I've got this thing working pretty ok, but one thing bugging me is that it outputs the MIDI in omni mode. I was living with it, but now I'm realizing that instead of upgrading to a bigger MIDI interface I might be able to just send my keyboard's midi to the MIDI IN, and use the "merge" mode to include it in the output from MIDI OUT. I think that if I were to do that, then I would need the drums on one channel and the keyboard on another channel. So therefore omni mode is no good. 

The manual says nothing about omni mode, and the reference manual mentions that there are four modes... one with omni and polyphony, one with omni and monophony, and then the same for omni off (polyphonic vs. monophonic). So I'm kinda clueless... I know I need to set it to mode 3 or 4, but I dunno how to change that setting. 

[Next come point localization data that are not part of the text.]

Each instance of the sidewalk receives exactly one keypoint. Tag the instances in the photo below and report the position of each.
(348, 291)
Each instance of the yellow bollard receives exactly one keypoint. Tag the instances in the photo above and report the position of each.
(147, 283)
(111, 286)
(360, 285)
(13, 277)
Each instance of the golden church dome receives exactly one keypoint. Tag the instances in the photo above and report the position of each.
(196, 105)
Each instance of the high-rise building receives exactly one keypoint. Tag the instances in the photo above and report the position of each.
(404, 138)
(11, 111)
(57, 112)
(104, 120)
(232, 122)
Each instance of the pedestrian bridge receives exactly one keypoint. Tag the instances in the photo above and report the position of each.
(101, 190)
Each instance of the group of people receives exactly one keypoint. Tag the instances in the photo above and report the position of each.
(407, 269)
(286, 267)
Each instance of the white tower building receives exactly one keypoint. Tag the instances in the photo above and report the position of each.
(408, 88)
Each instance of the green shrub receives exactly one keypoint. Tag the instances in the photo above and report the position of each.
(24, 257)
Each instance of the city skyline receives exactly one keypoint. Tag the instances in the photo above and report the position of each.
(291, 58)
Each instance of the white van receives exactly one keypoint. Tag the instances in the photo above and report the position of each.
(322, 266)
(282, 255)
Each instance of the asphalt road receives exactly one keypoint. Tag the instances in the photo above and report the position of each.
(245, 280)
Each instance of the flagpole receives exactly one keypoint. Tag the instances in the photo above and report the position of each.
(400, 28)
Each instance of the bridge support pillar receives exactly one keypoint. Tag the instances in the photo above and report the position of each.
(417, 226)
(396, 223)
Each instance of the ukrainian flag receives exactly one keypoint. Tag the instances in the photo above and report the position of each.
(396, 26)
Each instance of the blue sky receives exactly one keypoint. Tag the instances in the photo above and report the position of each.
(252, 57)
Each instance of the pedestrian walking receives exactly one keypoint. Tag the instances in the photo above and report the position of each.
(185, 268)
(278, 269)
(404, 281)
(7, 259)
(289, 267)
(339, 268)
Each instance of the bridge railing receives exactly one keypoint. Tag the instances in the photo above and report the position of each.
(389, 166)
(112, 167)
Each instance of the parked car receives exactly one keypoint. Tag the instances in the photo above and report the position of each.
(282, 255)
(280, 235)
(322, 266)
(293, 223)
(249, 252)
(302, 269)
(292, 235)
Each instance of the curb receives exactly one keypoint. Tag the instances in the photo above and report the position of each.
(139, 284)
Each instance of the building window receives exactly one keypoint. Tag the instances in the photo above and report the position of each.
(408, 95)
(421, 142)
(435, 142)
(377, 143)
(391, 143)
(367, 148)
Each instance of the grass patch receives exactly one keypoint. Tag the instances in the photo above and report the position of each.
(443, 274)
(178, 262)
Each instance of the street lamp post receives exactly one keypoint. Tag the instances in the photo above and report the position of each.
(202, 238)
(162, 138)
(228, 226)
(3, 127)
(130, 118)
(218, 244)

If I figure this out I get to save $70 and you will have my gratitude.


----------



## Overtone (Jan 3, 2015)

I found how to change the channel for each voice, which is a little more tedious but will probably work. When I get home I'll change the settings on a patch and try it out... Drums on channel 1, keyboard set to output on channel 2. Keyboard>Midi In>Midi out. Will let you guys know how it goes.


----------



## Overtone (Jan 3, 2015)

So it turns out all the voices from the drums are sending output on channel 10. The module does pass through the midi from the keyboard along channel 1. Within Kontakt it's really simple... setting the input to channel 10 means that only the drums will trigger notes in Kontakt's drum sampler. But with Logic's built in MIDI instruments I'm having a problem. They seem to be set to omni mode by default with no simple way to change that. So when I play the drums, I only hear drums. But when I try to control a logic instrument (such as the electric piano) it'll trigger whether I'm playing the keyboard or the drums. I'm sure there is a workaround, but it's the first time I've been truly disappointed by Logic's setup.


----------



## Overtone (Jan 4, 2015)

Ok, if you change the MIDI Channel in the info panel for the Logic instrument it doesn't initially do anything. But if you hit record and stop recording (you might have to actually play something too) then it basically assigns the controller to that instrument from then on. I've saved and reopened the file and it's still working right (drums don't trigger the synth any more).

Edit: but if you have the synth track selected the drums will still play the synth. So make sure you have another channel strip active.
Edit edit: You also have to select "Auto demix blah blah blah" in Record Settings. But after you do that you won't be able to control 2 NI instruments at once using two different controllers. But you can switch back and forth if you're only doing two instruments. I think the 4x4 MIDI router is gonna have to go back. Anyway, enough of this thread (unless someone wants to help me out) I'm just updating in case someone searches it later on.


----------